Job was not better; he was well—in body and soul, in finances, family, and friends. He wasn’t haunted by the sorrows of his past, for they were swallowed up by his happiness.

It seems Job got healthy and rich on the same day. And, who knows? Maybe he and his wife got busy having ten more kids that night! Like a fairy tale,

They all lived happily ever after.

MEDITATIONS

From the happy ending to his Story, we learn:

God is not cruel in the suffering He inflicts on us, but wise and loving. We cannot see His wisdom in our sickness or feel his love at the funeral, but both are there. We may find them later in life—Ah, that’s why He did it. Paul said his sufferings were to humble him and make him sympathetic to others in pain.

But what was true of him, may not be true for you. You may not ever figure it out in this life. And maybe not in the life to come—that I don’t know. But, whether you perceive them or not, God’s love and wisdom are in your pain and loss and fear.

Because the Bible says so. He does not afflict willingly, nor grieve the children of men (Lamentations 3:33). Deep down, even Job knew it, When He has tried me, then I shall come forth as gold.

Rarely can we see the goodness of God in our problems—hardly ever at the time, and not very often much later. This means the Christian life is the hardest one in the world to live. Because it is lived by faith and not by sight.

In more ways than one is Abraham the father of all who believe. When God called him to leave his home, he went out, not knowing where he went. But trusting the Promise—and the One who made it.
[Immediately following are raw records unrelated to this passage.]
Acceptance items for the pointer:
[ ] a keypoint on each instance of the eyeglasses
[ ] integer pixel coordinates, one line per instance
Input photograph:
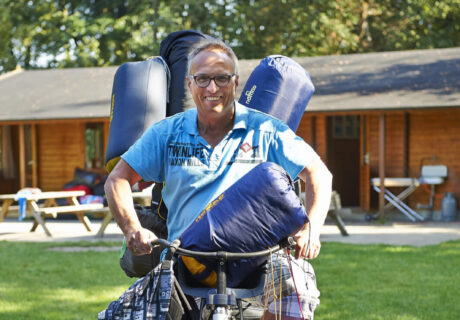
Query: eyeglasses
(203, 80)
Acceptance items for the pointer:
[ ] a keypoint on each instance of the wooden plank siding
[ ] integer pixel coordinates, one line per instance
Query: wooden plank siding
(435, 133)
(410, 137)
(61, 149)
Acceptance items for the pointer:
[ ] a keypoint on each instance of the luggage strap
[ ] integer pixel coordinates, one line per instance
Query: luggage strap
(165, 285)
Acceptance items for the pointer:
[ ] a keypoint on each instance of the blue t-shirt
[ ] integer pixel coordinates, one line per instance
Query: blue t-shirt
(172, 151)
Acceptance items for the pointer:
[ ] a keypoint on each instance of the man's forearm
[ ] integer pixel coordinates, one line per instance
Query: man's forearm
(119, 198)
(318, 189)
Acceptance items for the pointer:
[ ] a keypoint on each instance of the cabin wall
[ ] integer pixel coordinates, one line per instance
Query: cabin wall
(432, 137)
(61, 149)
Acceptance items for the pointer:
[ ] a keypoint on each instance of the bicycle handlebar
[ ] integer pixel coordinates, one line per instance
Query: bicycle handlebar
(175, 247)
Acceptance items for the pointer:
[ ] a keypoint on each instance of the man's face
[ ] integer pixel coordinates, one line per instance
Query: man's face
(212, 99)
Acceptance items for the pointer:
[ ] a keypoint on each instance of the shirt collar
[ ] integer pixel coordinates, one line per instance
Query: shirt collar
(241, 117)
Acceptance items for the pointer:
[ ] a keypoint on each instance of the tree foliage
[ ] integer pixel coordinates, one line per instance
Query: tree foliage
(77, 33)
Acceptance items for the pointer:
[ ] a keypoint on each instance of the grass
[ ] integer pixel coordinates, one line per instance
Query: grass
(388, 282)
(356, 281)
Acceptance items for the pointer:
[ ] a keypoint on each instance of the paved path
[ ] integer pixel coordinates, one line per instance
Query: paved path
(396, 233)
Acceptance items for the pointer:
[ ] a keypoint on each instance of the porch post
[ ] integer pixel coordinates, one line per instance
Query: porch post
(382, 165)
(22, 157)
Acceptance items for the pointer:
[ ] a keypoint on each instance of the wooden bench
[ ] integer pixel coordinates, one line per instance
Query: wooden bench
(50, 207)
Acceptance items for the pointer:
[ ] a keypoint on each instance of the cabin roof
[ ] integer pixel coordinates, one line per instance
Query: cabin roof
(354, 82)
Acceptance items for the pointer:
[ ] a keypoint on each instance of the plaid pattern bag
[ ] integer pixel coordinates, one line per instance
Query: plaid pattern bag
(141, 300)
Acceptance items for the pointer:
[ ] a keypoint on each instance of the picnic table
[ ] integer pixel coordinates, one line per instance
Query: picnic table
(51, 208)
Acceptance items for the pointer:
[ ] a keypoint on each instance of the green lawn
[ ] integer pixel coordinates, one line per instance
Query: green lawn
(356, 281)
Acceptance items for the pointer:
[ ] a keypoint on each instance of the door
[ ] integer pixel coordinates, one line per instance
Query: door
(343, 157)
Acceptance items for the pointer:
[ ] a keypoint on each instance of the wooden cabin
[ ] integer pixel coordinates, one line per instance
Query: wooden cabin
(52, 122)
(372, 115)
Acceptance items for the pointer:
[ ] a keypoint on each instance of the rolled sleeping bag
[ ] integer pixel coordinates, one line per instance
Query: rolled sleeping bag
(255, 213)
(139, 98)
(175, 49)
(280, 87)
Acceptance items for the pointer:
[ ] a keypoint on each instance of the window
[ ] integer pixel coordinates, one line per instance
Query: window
(94, 145)
(345, 127)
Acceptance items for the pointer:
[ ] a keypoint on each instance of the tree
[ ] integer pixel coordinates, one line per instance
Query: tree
(71, 33)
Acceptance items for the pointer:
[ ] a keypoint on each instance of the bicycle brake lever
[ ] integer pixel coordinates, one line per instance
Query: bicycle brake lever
(291, 243)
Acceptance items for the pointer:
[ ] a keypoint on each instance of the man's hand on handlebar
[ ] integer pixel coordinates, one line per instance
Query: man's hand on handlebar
(307, 245)
(138, 241)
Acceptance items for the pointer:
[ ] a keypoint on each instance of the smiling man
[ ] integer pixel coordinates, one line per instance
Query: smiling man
(201, 152)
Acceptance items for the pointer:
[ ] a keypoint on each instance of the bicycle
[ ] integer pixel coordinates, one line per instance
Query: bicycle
(222, 301)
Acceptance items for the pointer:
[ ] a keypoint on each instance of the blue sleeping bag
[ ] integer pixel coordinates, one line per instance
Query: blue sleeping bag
(255, 213)
(280, 87)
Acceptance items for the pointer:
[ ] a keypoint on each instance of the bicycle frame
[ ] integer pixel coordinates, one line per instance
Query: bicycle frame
(221, 300)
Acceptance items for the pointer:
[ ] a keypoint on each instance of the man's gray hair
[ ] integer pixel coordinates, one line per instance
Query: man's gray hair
(208, 45)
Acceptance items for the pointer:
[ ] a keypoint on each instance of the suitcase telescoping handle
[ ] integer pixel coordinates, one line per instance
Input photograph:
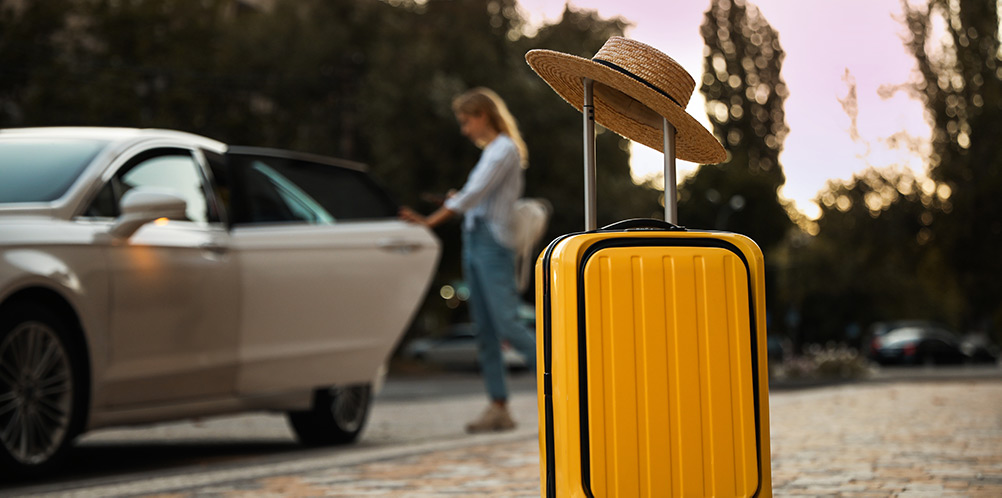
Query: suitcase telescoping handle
(642, 223)
(670, 190)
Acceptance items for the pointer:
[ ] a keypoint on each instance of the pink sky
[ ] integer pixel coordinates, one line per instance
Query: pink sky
(822, 39)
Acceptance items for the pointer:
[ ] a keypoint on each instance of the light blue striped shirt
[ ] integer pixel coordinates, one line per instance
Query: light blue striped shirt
(494, 184)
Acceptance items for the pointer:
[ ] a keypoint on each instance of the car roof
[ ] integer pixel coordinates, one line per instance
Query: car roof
(119, 135)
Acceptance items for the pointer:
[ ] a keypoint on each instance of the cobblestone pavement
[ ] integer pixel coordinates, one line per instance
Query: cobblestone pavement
(869, 439)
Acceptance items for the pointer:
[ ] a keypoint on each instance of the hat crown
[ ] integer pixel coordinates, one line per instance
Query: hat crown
(650, 66)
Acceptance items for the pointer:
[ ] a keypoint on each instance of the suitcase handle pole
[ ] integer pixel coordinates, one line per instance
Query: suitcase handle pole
(670, 188)
(588, 111)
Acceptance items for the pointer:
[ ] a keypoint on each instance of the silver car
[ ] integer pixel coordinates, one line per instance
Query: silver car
(153, 275)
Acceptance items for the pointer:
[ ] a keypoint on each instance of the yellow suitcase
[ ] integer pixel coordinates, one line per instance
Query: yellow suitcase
(652, 370)
(651, 355)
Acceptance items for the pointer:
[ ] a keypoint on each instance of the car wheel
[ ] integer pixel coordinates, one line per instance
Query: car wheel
(337, 417)
(40, 391)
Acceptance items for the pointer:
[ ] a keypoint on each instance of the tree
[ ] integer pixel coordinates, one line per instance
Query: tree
(873, 258)
(744, 94)
(959, 79)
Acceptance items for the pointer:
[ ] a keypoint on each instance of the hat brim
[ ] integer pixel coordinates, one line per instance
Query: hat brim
(626, 106)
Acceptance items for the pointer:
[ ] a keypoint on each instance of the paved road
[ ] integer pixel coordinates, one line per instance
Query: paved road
(911, 432)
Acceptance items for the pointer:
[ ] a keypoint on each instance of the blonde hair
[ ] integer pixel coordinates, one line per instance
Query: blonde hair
(485, 100)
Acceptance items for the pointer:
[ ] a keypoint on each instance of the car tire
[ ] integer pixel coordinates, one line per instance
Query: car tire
(41, 390)
(338, 416)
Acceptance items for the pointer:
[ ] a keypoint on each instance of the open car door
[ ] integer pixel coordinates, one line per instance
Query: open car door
(330, 278)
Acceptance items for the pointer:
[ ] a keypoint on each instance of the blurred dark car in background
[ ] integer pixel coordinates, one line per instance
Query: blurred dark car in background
(917, 344)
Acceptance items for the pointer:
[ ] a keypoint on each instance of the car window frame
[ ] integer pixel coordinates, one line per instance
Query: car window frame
(238, 158)
(130, 158)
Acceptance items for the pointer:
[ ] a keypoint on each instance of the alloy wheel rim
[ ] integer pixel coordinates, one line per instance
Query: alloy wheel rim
(349, 407)
(36, 393)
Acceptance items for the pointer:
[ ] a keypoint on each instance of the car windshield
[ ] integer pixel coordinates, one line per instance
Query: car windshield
(42, 170)
(899, 337)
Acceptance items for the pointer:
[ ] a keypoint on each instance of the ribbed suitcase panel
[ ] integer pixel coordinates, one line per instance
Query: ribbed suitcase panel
(669, 374)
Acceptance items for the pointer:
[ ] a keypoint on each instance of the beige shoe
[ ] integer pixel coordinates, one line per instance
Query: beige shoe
(493, 419)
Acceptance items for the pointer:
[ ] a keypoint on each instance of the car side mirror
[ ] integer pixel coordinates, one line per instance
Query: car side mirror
(142, 205)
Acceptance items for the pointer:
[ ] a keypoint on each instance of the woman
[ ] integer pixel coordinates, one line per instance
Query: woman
(488, 261)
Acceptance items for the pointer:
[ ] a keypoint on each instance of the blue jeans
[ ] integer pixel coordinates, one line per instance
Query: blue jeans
(489, 269)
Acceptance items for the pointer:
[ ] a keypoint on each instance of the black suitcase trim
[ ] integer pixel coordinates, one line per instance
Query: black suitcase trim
(582, 349)
(551, 485)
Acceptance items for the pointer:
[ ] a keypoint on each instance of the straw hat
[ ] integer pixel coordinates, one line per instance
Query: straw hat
(635, 85)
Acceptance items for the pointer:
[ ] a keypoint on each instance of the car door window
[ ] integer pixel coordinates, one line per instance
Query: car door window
(174, 170)
(280, 188)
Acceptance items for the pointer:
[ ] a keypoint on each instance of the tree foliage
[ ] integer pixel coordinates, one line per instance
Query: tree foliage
(960, 80)
(744, 93)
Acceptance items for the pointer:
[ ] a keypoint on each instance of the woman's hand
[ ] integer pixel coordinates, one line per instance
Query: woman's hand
(434, 219)
(408, 214)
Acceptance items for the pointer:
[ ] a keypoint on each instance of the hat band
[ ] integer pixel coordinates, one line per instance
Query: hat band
(638, 78)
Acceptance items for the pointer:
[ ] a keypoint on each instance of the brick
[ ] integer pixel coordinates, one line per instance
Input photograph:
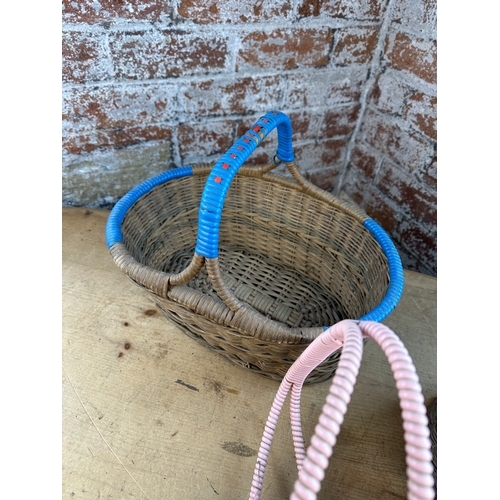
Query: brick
(410, 194)
(418, 16)
(325, 178)
(201, 140)
(412, 55)
(389, 94)
(305, 125)
(323, 88)
(344, 9)
(155, 54)
(421, 112)
(370, 199)
(310, 157)
(112, 107)
(106, 11)
(100, 178)
(430, 174)
(355, 45)
(84, 58)
(116, 137)
(239, 96)
(229, 11)
(285, 49)
(421, 243)
(364, 160)
(339, 121)
(404, 147)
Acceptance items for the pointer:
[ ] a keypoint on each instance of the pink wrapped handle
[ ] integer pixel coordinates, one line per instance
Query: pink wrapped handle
(311, 467)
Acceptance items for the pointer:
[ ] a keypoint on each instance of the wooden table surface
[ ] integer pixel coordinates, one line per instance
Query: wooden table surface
(150, 414)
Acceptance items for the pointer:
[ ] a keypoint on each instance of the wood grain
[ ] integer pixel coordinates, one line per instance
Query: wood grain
(150, 414)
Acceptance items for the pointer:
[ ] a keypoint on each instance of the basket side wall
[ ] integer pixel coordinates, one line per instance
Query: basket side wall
(156, 84)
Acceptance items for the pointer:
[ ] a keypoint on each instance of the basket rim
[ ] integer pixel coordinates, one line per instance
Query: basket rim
(396, 274)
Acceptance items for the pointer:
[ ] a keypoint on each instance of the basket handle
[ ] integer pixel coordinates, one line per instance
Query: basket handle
(223, 172)
(311, 465)
(214, 195)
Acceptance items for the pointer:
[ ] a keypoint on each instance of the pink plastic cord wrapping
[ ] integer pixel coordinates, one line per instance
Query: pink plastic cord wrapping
(311, 466)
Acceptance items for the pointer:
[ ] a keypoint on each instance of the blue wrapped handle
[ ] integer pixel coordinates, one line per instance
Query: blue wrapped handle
(222, 174)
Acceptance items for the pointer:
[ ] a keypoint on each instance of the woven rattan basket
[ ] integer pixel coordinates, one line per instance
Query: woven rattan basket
(256, 265)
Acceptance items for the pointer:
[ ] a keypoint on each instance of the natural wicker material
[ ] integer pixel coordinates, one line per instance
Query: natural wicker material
(292, 260)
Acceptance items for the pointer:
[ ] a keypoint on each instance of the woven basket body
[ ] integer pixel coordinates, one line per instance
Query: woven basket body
(292, 260)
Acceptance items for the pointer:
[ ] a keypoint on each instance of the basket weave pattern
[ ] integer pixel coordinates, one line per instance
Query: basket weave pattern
(292, 260)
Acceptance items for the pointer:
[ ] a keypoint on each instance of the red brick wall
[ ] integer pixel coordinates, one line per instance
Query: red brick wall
(153, 84)
(391, 169)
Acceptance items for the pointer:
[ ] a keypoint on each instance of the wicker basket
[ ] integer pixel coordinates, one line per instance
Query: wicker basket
(254, 266)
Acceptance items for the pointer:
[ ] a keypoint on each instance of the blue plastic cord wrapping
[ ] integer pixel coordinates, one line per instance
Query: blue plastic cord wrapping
(219, 180)
(396, 274)
(115, 219)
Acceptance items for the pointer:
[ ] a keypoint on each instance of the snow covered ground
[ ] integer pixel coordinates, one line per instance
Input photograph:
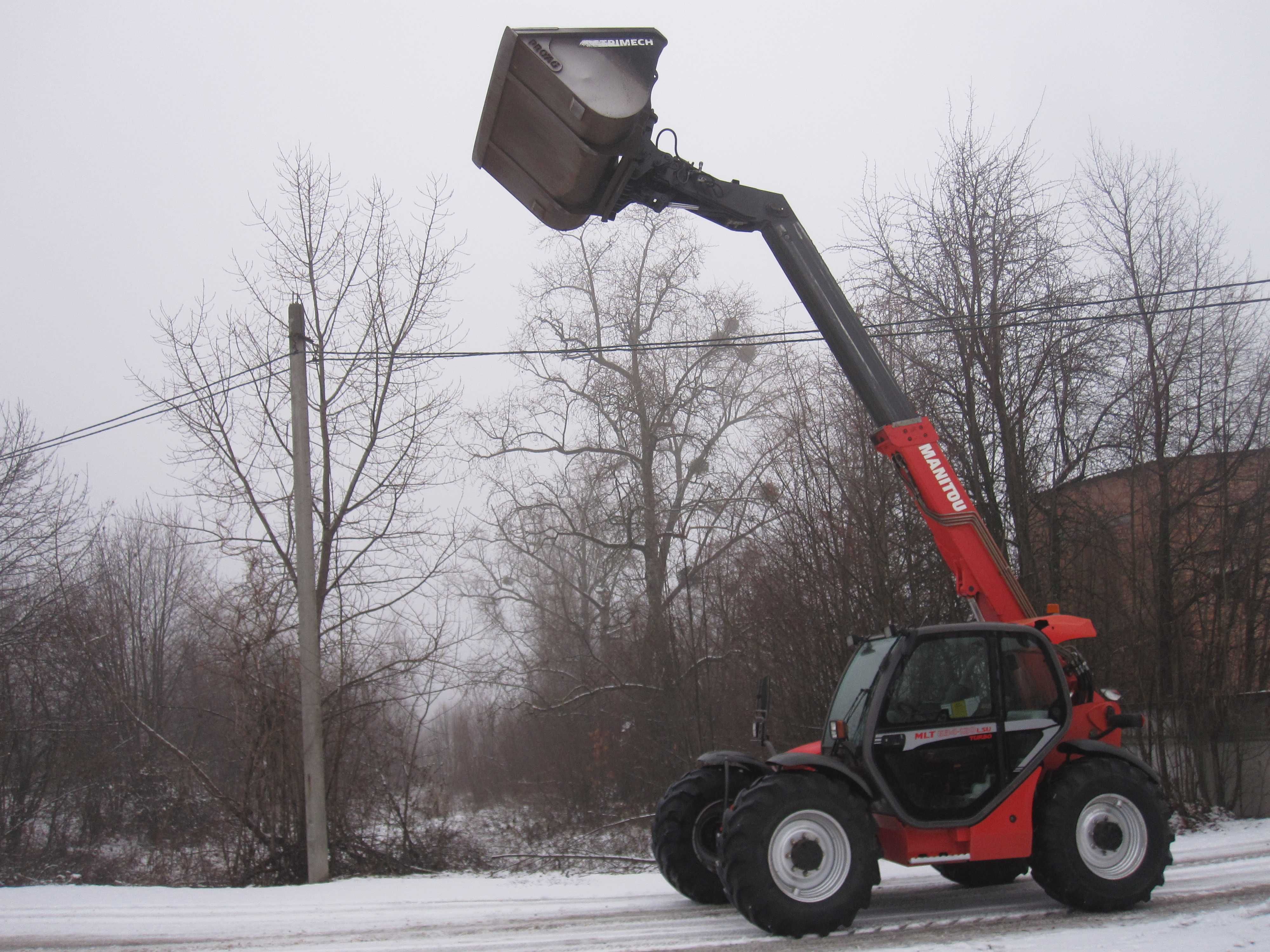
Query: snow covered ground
(1217, 898)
Our shaky belief is true: All things work together for good to those who love God, to those who are called according to His purpose. Not because we can prove it, demonstrate it, or give examples of it, but because the Lord has sworn to it—and He is not a man that He should lie, nor the son of man that He should repent.

The Story of Job is the story of hope. For God’s People, happiness is firm and eternal; unhappiness is weak and falling to pieces! The world is passing away and the lusts thereof. But he who does the will of God abides forever. And not ‘forever’ as more of the same, but forever with the Lord!

In whose Presence is the fullness of joy and at [whose] Right hand are pleasures forever more.

How dear those words are! Fullness and Forever. Not the fullness of joy for two weeks or moderate happiness forever, but full joy forever!

For unbelievers, this is as good as it gets! But believers have nowhere to go but up! We are destined to happiness! And we will meet our destiny!

We know that because a Man who sank into the grave, rose out of it. The Man of sorrows, that day, was anointed with the oil of gladness above all His fellows!

And He took us with Him! We are begotten again unto a living hope by the resurrection of our Lord Jesus Christ!

The night has been long and dreary—for some, more than others—maybe longer and more dreary for you than for anyone else. But the Day is dawning. And the sun will never go down again. Because we live in Christ, we live in hope. And, unlike other hopes, strong but misplaced, this hope will not disappoint you.

For the Scripture says, ‘Whoever believes in Him will not be put to shame’.